Amy L. Halverson, Director of Knowledge Management, Research & Information Services, Wilson Sonsini Goodrich & Rosati
Law firms, like other professional services organizations, are under increasing price pressure from clients who are seeking more value for their money. In response, law firms are moving away from the billable hour and using alternative fee structures such as fixed fees for defined services. To do this profitably, firms are leveraging project management techniques and technology to drive efficiencies without sacrificing the value of services provided.
The primary end-use work product delivered by lawyers continues to be legal agreements and documentation (even though today these “documents” may never be printed to physical paper format). The types of documents can range from a stand-alone non-disclosure agreement to the suite of materials needed for a Delaware incorporation. The efficient creation of documents, then, represents a significant opportunity for process efficiency gains. Document automation tools make it possible to achieve such efficiencies while also ensuring high quality work product.
An attorney with subject-matter expertise ought to be involved in the creation of the template in the automation tool, but does not necessarily need to do the programming – that can be delegated to someone who is trained on the device
Document automation models
Document automation tools are typically deployed as one of three general models.
Model One - Internal Only. The automation is used directly by the attorney to generate an initial version of the document when may then be revised to reflect negotiated terms or other needed revisions before being finalized.
Model Two - Client to Attorney. The client uses the document automation’s online interface to complete a questionnaire and enters vital facts and data points to be reflected in the document. The client “submits” the completed online form to be released to the attorney, who then uses the data in the way to populate an internal-facing document automation tool to create an initial version of the document. That version may later be revised by the attorney to incorporate additional language or clauses that are appropriate for the client, based on the lawyer’s knowledge of the client’s goals and legal issues.
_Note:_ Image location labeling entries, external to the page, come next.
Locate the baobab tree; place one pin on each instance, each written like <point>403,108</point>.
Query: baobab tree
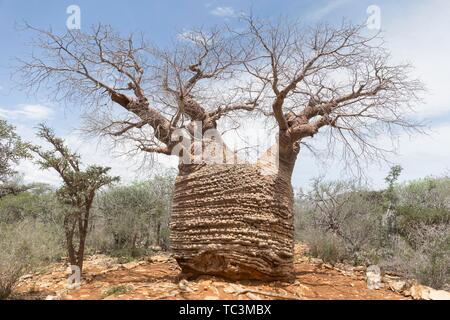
<point>231,218</point>
<point>77,193</point>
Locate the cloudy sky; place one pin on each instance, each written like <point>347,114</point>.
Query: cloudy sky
<point>416,32</point>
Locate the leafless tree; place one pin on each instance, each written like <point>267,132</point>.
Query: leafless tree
<point>308,79</point>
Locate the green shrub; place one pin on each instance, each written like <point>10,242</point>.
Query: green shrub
<point>24,246</point>
<point>129,220</point>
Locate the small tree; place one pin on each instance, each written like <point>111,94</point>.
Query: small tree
<point>389,219</point>
<point>78,190</point>
<point>12,149</point>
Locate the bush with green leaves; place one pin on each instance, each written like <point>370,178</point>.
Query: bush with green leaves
<point>342,221</point>
<point>130,219</point>
<point>24,246</point>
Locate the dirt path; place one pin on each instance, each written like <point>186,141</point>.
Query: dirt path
<point>159,278</point>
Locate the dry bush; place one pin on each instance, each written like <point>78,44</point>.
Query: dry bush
<point>24,246</point>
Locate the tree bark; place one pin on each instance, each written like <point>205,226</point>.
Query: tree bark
<point>234,221</point>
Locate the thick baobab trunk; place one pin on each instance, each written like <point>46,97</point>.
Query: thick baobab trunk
<point>233,221</point>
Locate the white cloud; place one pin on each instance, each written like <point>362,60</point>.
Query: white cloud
<point>226,12</point>
<point>324,11</point>
<point>418,35</point>
<point>29,111</point>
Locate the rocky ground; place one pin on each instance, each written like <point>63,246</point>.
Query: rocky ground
<point>158,277</point>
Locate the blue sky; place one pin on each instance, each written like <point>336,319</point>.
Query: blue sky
<point>416,31</point>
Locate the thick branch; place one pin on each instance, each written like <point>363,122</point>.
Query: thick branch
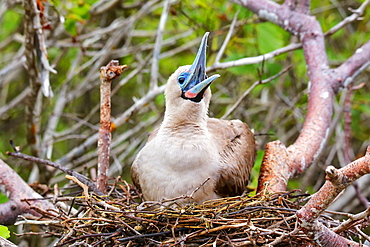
<point>324,82</point>
<point>337,181</point>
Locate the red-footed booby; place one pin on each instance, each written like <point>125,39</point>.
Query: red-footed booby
<point>189,148</point>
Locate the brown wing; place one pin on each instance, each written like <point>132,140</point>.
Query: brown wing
<point>134,173</point>
<point>237,149</point>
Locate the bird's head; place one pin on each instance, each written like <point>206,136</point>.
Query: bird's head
<point>190,82</point>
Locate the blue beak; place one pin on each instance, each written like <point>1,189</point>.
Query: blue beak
<point>196,81</point>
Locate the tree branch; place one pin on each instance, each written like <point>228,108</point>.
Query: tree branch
<point>18,191</point>
<point>337,181</point>
<point>324,84</point>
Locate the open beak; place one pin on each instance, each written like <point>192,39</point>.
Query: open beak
<point>197,81</point>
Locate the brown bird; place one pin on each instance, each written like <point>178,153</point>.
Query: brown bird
<point>189,150</point>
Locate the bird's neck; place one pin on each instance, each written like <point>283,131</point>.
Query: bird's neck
<point>189,115</point>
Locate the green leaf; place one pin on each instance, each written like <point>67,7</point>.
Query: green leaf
<point>4,231</point>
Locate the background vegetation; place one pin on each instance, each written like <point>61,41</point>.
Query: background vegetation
<point>82,36</point>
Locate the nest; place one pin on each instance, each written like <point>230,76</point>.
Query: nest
<point>121,219</point>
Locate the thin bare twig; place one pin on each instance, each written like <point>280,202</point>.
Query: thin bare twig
<point>107,74</point>
<point>80,177</point>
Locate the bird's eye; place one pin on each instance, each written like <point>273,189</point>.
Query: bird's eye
<point>181,80</point>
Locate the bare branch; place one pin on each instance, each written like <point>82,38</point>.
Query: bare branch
<point>107,74</point>
<point>18,191</point>
<point>158,44</point>
<point>80,177</point>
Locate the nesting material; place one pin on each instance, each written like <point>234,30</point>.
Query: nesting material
<point>121,219</point>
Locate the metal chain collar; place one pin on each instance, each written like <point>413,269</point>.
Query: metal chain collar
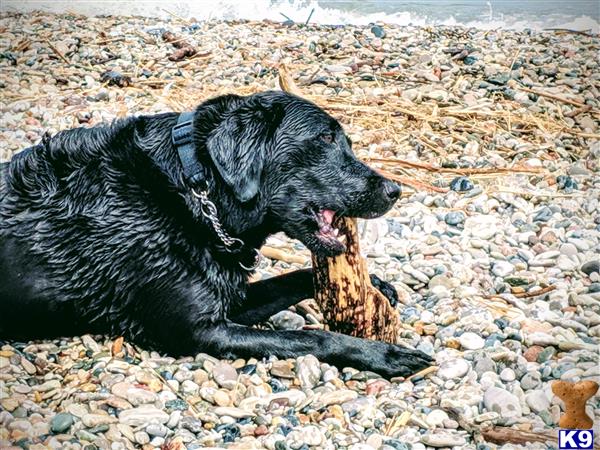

Model Three - Client Only. Same as above, except the client can generate the final documents immediately, without attorney intervention.
Benefits to clients
Clients benefit from document automation both in the value of the service provided (the work product generated) and the cost. Clients want to know what they are buying. Document automation enables this. The scope of work and the corresponding fee is set up front, so there are no unpleasant surprises in the legal bill. Many clients also like to have direct input into the process, which is a crucial aspect of document automation models two and three, above.
Benefits to law firm attorneys
Effective use of document automation improves the consistency and quality of the resulting work product and facilitates predictive pricing. Document automation model three, above, also enables an economy of scale – one automation tool can be productized and the legal service purchased by an unlimited number of “clients” at any time of day, from anywhere with an internet connection, for a fixed price.
Automating repeated tasks such as drafting standard documents, can also increase attorney job satisfaction and retention of legal talent. Attorneys who leave the profession often cite burn-out as the cause and point to repetitive tasks such as drafting rote documents as taking the highest toll on their work satisfaction. Automation tools reduce the number of time lawyers has to spend on these mundane tasks, leaving them able to focus on legal strategy and analysis – the reasons they went into the profession in the first place.
A prerequisite to automation is having the approved, final forms of the documents to be automated. An attorney with subject-matter expertise ought to be involved in the creation of the template in the automation tool, but does not necessarily need to do the programming – that can be delegated to someone who is trained on the device. Once the automation is up and running, set a regular schedule for the subject-matter expert to revisit the output and make revisions if needed to reflect changes in the law.